Quarter of construction businesses face 'significant' failure risk

New research has shown that a quarter of construction sector businesses in the North East face a ‘significant’ risk of failure.

Figures from insolvency trade body R3 have highlighted the enduring problems the region’s firms are facing.

The research found that 24% of businesses are around four times more likely to fail than their peers in the research’s ‘normal’ band.

The report, which is based on figures from Bureau van Dijk’s Fame database, also shows that a further 5%, 296 businesses, face a ‘high’ risk of failure and may have difficulties in continuing to trade unless significant remedial action is taken.

The north east figures are roughly are in line with the national average for both categories, and better than the equivalent figures for other parts of the UK, including the north west, London and the south east.

R3’s research, which looked at businesses defined as being involved in the construction of buildings, civil engineering or specialised construction activities, comes in the wake of the most recent Markit/CIPS purchasing managers’ index report, which showed that, in April, the sector experienced its slowest rate of contraction in six months of falling activity.

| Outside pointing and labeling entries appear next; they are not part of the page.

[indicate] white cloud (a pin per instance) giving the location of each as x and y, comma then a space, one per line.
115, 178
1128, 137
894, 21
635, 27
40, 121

The Markit/CIPS report also revealed a slight decrease in overall new construction orders, while employment in the sector remained stable.

Steve Ross, chair of R3 in the north east and a partner in the Restructuring department of the Sunderland office of accountancy firm RSM Tenon, said: “It’s no secret that the construction industry has been one of the hardest hit sectors since the economic downturn took hold five years ago, and despite occasional glimpses of optimism over the last couple of years, it’s still very clearly suffering.

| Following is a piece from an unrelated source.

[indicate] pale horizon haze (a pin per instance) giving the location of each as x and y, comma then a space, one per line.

“Many long-established north east construction firms have simply disappeared as a result of the recession, while others have had to substantially cut back on capacity in order to stay afloat, and this has clearly also had a knock-on effect on a wide range of supporting industries, from architecture and building design through to builders’ merchants and employment agencies.

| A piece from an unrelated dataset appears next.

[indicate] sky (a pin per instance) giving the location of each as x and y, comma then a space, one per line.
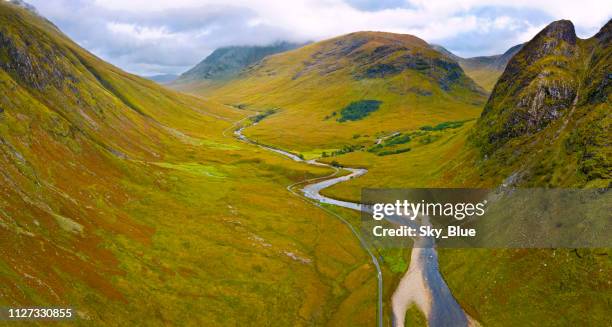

“Despite the sector’s obvious problems, there are obviously still hundreds of construction firms across the north east that are trading well in the face of adversity, winning new contracts that sustain existing jobs and create new ones, and their achievements in the most difficult of economic circumstances warrant proper recognition.

“As with any business that might be facing financial difficulties, the best way for construction industry managers to address them is to get advice from a qualified source as soon as problems become apparent, rather than just waiting and hoping that they’ll go away.

“Taking this sort of proactive action is the most likely route towards addressing and resolving their companies’ problems, and getting them back into the right shape to start growing again.”